Desde que su maridito la había metido en un lío que ella todavía no comprendía y desde que su hija había metido la pata hasta el fondo y, tal vez, se hubiera destrozado la vida para siempre.

—Hoy es miércoles —dijo E.D. tomando aire—. El lunes empiezo con el caso Horvath. Se trata de un caso que nos va a reportar tanta atención como el de Guy. Si cree que no estoy lo suficientemente concentrada o que no lo estoy haciendo bien, me reemplaza y listo —le espetó sin pensar si sus palabras eran oportunas o no.

A sus treinta y ocho años, E.D. tenía muy claro que no se había pasado toda la vida luchando para llegar donde había llegado para acobardarse antes de entender por completo a qué se estaba enfrentando.

Su jefe la miró a los ojos y asintió.

—Me alegro de que nos entendamos —se despidió.

Una vez a solas, E.D. se dejó caer en su butaca. Tenía muy claro que, si no era capaz de ganar el caso Horvath, sus días en la Fiscalía del Estado estaban contados. Iba a necesitar ayuda porque el equipo de defensa de Lester Horvath era muy bueno, pero sabía que podía contar con Bruce y había un par de abogados más de su confianza en el despacho a los que podría recurrir.

Además, iba a tener que dilucidar cómo hacer entrar en razón a Trey y cómo ayudar a sus hijos. ¿De dónde iba a sacar el tiempo y la energía para todo aquello?

En aquel momento, llamaron a la puerta y E.D. vio con alivio que se trataba de un mensajero que llevaba un paquete. Rezando para que no fuera otra sorpresa desagradable de Trey, miró el remite.

Sólo unas iniciales. DJ. ¡Dylan Justiss! ¡Increíble! Así que la llamada no había sido un accidente. E.D. estuvo a punto de decirle al chico que no aceptaba el paquete, pero se dijo que, al firmar sólo con sus iniciales, Dylan le estaba diciendo que lo que contenía aquel paquete era sólo para ella.

Presa de curiosidad, firmó y aceptó el paquete. Tras darle una propina al chico, se despidió de él.

—Gracias, señora.

Una vez a solas, abrió el sobre. Estaba segura de que Dylan habría visto las noticias y sabría lo que estaba sucediendo en su vida. Al notar algo duro dentro del sobre, E.D. se quedó sin aliento.

¡Oh, no!

Aquel hombre estaba loco.

E.D. vació el contenido del sobre en su mano izquierda. Una llave. E.D. cerró los dedos sobre ella y se la llevó al corazón.

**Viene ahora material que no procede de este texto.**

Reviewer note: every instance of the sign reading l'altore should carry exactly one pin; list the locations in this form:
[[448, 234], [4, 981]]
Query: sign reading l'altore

«Siempre fuiste un loco idealista», pensó.

A continuación, comprobó que también había una breve nota que decía: Ya sabes de dónde es, así que utilízala.

También había garabateado cuatro números. Mientras el pasado corría a toda velocidad ante sus ojos, E.D. sacudió la cabeza y pensó en las opciones que tenía. ¿Debía llamarlo por teléfono?

Por supuesto que sí. El gesto amable y generoso de Dylan merecía una respuesta inmediata. Mientras sacaba su teléfono móvil del bolso, se dijo que no debía engañarse a sí misma.

Sentía la sangre agolpada en las sienes y se dijo que se moría por volver a oír su voz. Aquello era una vergüenza para ella como mujer, como madre y como esposa leal y fiel.

E.D. sacudió la cabeza y marcó el número de Dylan. No tuvo que esperar más que un timbre para oír aquella voz a la que tanto cariño tenía.